The third featured the newbie faces of hip-hop, including Lil Baby performing “Freestyle,” Nelly & City Spud with “Hot in Herre” as well as Too $hort, Swizz Beatz & The Locks, GloRilla and Lil Uzi Vert wrapping up the celebration by performing “Just Wanna Rock.”
This celebration astonished most celebrities at the Grammys, namely Jay-Z, Doja Cat, Adele, and Pharrell Williams, along with viewers all over social media cheering on and supporting the event.
How Hip-hop Came A Very Long Way
Yet hip-hop wasn’t always celebrated or applauded, like what we saw at yesterday’s Grammys. On the contrary, since its debut in the 1970s, claims have been against the genre.

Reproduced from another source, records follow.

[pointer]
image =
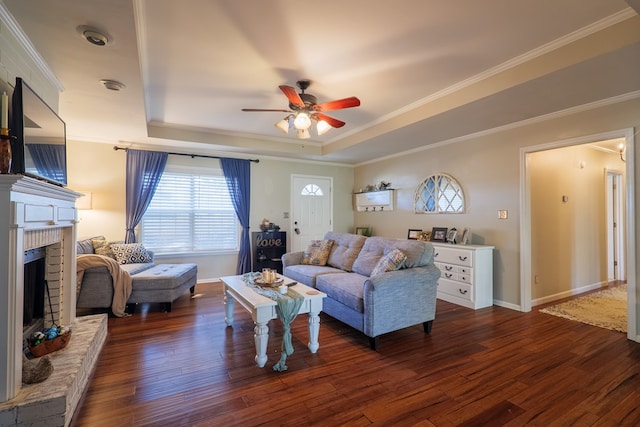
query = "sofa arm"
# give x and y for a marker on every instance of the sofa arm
(291, 258)
(399, 299)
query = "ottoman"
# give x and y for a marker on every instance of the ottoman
(163, 283)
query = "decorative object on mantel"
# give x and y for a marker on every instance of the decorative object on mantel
(5, 141)
(49, 340)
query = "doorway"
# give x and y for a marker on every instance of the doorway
(615, 226)
(312, 209)
(629, 238)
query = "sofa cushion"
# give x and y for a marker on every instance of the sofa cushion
(307, 274)
(317, 253)
(345, 249)
(130, 253)
(418, 253)
(391, 261)
(345, 288)
(85, 246)
(103, 247)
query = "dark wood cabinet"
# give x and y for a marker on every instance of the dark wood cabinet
(268, 248)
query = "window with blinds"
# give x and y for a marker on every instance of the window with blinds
(190, 213)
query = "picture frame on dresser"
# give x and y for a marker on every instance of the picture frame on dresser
(466, 236)
(413, 234)
(439, 234)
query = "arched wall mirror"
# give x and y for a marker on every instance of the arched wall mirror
(439, 193)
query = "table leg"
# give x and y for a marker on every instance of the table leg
(228, 308)
(314, 330)
(261, 339)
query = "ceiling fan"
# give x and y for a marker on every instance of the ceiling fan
(305, 110)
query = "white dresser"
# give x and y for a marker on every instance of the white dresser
(466, 276)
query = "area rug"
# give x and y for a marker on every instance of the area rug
(606, 309)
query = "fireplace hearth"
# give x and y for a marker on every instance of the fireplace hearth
(39, 221)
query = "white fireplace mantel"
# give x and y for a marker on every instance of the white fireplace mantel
(28, 205)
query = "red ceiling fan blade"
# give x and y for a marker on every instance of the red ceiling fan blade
(292, 95)
(338, 104)
(261, 109)
(332, 122)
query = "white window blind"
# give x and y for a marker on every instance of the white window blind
(190, 213)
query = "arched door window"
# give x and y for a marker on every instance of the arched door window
(439, 193)
(311, 190)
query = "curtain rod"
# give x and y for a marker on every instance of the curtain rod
(115, 147)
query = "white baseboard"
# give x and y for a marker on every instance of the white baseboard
(569, 293)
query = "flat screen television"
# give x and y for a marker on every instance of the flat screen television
(38, 137)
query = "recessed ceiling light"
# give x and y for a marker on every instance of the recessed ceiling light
(93, 35)
(113, 85)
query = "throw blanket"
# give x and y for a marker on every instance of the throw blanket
(122, 282)
(287, 309)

The Grammys, recognized by the Recording Academy, took a full ten years to accept rap and not all its forms. They boycotted a few artists, with the excuse of hip-hop, rap in specific, being the vulgar version of music and Black music.

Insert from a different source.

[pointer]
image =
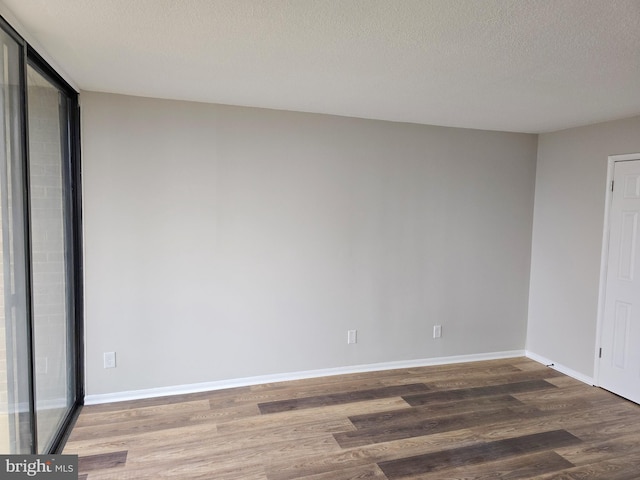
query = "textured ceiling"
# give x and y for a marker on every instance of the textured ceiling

Rappers, too, weren’t that eager to win awards, nor were Grammys one of their priorities. So instead, Rappers used the music to make a statement; the genre was unstoppable by 1989, and they didn’t need the entities that disproved them years back.

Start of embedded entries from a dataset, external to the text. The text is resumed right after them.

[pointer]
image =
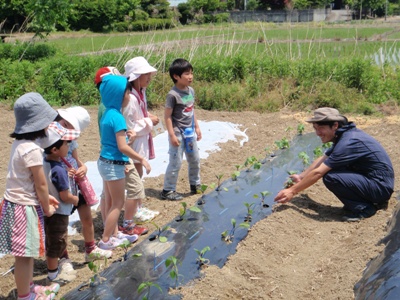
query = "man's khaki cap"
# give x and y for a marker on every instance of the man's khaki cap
(327, 114)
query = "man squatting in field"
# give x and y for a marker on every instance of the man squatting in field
(356, 168)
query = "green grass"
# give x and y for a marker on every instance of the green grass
(214, 36)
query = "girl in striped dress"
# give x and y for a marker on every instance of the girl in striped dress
(26, 198)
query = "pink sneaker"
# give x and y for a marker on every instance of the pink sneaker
(42, 292)
(112, 243)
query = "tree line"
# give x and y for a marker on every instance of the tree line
(45, 16)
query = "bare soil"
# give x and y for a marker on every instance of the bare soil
(301, 251)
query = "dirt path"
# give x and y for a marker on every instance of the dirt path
(302, 251)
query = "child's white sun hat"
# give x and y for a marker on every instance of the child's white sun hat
(32, 113)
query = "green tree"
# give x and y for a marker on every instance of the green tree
(156, 8)
(13, 12)
(47, 14)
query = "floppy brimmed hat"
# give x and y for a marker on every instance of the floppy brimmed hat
(56, 132)
(103, 72)
(32, 113)
(138, 66)
(77, 116)
(327, 114)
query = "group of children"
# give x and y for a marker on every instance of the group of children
(41, 189)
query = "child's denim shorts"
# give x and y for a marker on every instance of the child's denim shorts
(110, 172)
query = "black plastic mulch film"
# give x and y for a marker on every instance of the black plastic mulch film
(122, 278)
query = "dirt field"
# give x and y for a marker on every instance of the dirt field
(301, 251)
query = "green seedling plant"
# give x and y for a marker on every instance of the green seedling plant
(263, 195)
(249, 207)
(289, 182)
(160, 230)
(125, 246)
(228, 236)
(219, 178)
(288, 129)
(300, 129)
(252, 161)
(318, 152)
(305, 159)
(283, 143)
(147, 286)
(96, 266)
(203, 188)
(174, 273)
(201, 260)
(183, 210)
(268, 154)
(236, 174)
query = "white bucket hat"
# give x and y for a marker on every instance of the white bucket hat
(136, 67)
(77, 116)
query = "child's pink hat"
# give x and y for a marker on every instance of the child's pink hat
(103, 72)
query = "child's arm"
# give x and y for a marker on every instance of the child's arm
(128, 151)
(153, 118)
(48, 203)
(134, 118)
(168, 123)
(197, 128)
(67, 197)
(82, 169)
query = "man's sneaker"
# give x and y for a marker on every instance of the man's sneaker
(97, 254)
(133, 229)
(65, 266)
(45, 292)
(358, 216)
(195, 189)
(171, 195)
(112, 243)
(383, 205)
(131, 238)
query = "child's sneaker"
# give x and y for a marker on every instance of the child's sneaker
(195, 189)
(133, 229)
(45, 292)
(97, 254)
(61, 279)
(112, 243)
(131, 238)
(65, 266)
(154, 213)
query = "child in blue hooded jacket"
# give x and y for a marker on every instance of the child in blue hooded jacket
(114, 156)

The first Grammy dedicated to a rapper was in 1989 to D.J. Jazzy Jeff and The Fresh Prince for Best Rap Performance. The celebration was neither televised nor given any attention, though, and for that, nominees Jazzy Jeff and The Fresh Prince, Salt n Pepa, and L.L. Cool J boycotted the event.
A New Beginning
But much changed the next year. The Rap Grammy was broadcasted, and many hip-hop artists won awards and hosted it that year. A few artists were also inducted into the Grammy Hall of Fame, and others received lifetime achievement awards. In addition, young M.C. became the first solo rapper to win the prize for “Bust a Move,” his hit single.
Hip-hop’s Gone Global
Hip-hop has been moving forward ever since, and rappers have been treated with integrity and respect, their genre being honored like all others. One of the greatest achievements is the genre’s international popularity, whereas rap music is currently abundant in Spanish, French, Brazilian, and Arabic too!
You might have run into the Brazilian TikTok trends during the world cup and must have heard of Egyptian rappers Wegz, Marwan Moussa, Ahmed Mekky, and much more. Egyptian rap was Egypt’s most streamed on Spotify in 2022!
We’re happy for all hip-hop artists and praise them for keeping the genre alive and popular! But, after yesterday’s celebration, what do you think the genre will be seeing next?